Lors de la manifestation – à l’appel du Front nationale pour la défense de la constitution- ce lundi 14 octobre 2019, plusieurs journalistes ont été victimes de jeunes loubards. Certains ont perdu leurs objets, d’autres ont été blessés.  

 « Bella de Djigui FM et moi rentrions à la maison après avoir couvert la journée de manifestation », explique Malick Diallo du site Guinée360 et du journal ‘’Le populaire’’. Arrivés à Bambeto, selon lui, ils ont été attaqués et dépouillés par un groupe de jeunes : « on s’est   présenté en tant que journalistes, ils nous ont tout de même dépouillés. » Il admet qu’un un autre groupe a voulu leur venir au secours. Mais en vain ! « Ceux qui nous ont agressés étaient plus nombreux. » Dans la mêlée, les deux journalistes se sont perdus de vue. Malick indique avoir perdu son sac contenant ses objets et de l’argent.

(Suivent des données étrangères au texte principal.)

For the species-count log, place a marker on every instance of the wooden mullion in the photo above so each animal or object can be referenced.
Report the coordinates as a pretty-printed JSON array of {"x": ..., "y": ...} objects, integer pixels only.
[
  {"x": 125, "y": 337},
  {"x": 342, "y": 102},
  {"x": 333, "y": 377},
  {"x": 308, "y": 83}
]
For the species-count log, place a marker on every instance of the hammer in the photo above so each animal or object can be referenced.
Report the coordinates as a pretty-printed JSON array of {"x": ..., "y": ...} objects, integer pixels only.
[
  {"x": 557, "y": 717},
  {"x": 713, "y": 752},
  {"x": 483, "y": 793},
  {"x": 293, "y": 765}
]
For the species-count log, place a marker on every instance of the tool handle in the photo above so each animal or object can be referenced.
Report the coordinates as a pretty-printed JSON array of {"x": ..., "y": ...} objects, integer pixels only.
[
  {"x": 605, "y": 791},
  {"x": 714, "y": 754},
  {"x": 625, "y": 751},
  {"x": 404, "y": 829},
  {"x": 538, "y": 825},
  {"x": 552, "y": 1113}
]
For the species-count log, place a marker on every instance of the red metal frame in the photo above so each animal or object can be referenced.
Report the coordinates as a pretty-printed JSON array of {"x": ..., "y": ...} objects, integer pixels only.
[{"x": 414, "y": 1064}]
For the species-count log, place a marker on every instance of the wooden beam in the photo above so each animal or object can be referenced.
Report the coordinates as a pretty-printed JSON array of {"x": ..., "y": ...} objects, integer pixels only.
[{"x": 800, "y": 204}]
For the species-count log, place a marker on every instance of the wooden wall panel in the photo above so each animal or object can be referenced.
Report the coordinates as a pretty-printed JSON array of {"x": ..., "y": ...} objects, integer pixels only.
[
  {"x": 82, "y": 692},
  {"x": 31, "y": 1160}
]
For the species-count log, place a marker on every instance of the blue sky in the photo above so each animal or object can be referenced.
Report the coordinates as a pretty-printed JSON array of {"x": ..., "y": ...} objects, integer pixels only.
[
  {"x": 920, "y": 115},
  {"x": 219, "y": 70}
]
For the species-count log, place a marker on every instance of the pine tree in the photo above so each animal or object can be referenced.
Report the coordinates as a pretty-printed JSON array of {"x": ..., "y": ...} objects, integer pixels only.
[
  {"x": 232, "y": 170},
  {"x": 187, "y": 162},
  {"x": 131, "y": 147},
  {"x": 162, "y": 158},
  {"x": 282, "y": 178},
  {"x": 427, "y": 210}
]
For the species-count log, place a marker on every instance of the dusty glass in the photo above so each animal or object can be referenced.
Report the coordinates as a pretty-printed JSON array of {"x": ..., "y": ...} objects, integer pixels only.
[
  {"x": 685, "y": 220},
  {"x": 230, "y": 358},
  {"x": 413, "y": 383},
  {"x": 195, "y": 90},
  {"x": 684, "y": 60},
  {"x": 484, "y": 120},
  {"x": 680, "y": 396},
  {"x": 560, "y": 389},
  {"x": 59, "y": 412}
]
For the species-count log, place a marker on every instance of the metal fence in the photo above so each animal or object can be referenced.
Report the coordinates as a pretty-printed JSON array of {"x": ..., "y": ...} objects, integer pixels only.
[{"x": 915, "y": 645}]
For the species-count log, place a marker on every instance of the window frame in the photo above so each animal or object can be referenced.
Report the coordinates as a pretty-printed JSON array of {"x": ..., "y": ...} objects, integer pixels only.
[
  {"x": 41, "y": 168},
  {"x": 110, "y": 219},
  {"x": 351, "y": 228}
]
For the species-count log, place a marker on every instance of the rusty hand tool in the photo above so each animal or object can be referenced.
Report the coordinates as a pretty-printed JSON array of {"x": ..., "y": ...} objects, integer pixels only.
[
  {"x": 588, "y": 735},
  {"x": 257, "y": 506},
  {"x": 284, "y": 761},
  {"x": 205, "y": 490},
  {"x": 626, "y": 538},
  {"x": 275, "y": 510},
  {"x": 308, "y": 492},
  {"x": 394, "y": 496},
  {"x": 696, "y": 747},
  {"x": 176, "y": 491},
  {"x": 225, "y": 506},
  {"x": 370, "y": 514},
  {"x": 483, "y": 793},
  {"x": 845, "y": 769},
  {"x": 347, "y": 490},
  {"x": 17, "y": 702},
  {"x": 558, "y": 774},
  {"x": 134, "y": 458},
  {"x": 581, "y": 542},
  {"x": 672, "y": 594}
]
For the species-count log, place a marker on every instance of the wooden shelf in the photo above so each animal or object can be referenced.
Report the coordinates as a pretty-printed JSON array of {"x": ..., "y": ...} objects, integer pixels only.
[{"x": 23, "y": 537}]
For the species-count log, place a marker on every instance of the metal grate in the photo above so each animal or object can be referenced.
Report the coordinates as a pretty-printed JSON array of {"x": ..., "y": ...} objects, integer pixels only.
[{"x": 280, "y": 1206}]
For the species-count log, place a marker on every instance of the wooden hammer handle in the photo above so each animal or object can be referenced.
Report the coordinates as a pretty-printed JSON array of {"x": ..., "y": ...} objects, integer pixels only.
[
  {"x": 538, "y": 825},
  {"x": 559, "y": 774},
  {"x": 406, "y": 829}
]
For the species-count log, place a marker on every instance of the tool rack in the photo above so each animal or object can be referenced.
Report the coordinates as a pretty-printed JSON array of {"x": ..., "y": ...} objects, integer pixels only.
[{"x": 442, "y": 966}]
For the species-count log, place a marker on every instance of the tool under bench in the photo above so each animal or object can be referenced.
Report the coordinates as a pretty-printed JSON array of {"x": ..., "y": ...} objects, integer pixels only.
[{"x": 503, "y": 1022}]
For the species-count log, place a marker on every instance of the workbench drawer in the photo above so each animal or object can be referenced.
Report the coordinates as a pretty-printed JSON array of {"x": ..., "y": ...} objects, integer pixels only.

Plus tôt dans la matinée de ce même lundi de manifestation, Paul Fathia Tounkara, journaliste à Espace TV, lui aussi, a été victime d’agression. Joint par notre rédaction, il  explique : «mon agression est survenue aux environs de 7 heures du matin. J’étais arrêté au carrefour CEPERTAM pour chercher un taxi afin de me rendre au service ». Soudain,  dit-il, deux jeunes sont sortis de nulle part : « dès que je les ai aperçus, j’ai traversé de l’autre côté de la rue.  Mais ils ont fini par me rattraper ». L’un de ses agresseurs étant armé d’un couteau, il reconnait s’être défendu du mieux qu’il pouvait. Il a pu identifier un d’entre eux. « C’est le jeune frère à un ami du quartier », précise-t-il. Avant d’ajouter qu’il s’est rendu dans la famille de l’ami en question et a pu récupérer son téléphone.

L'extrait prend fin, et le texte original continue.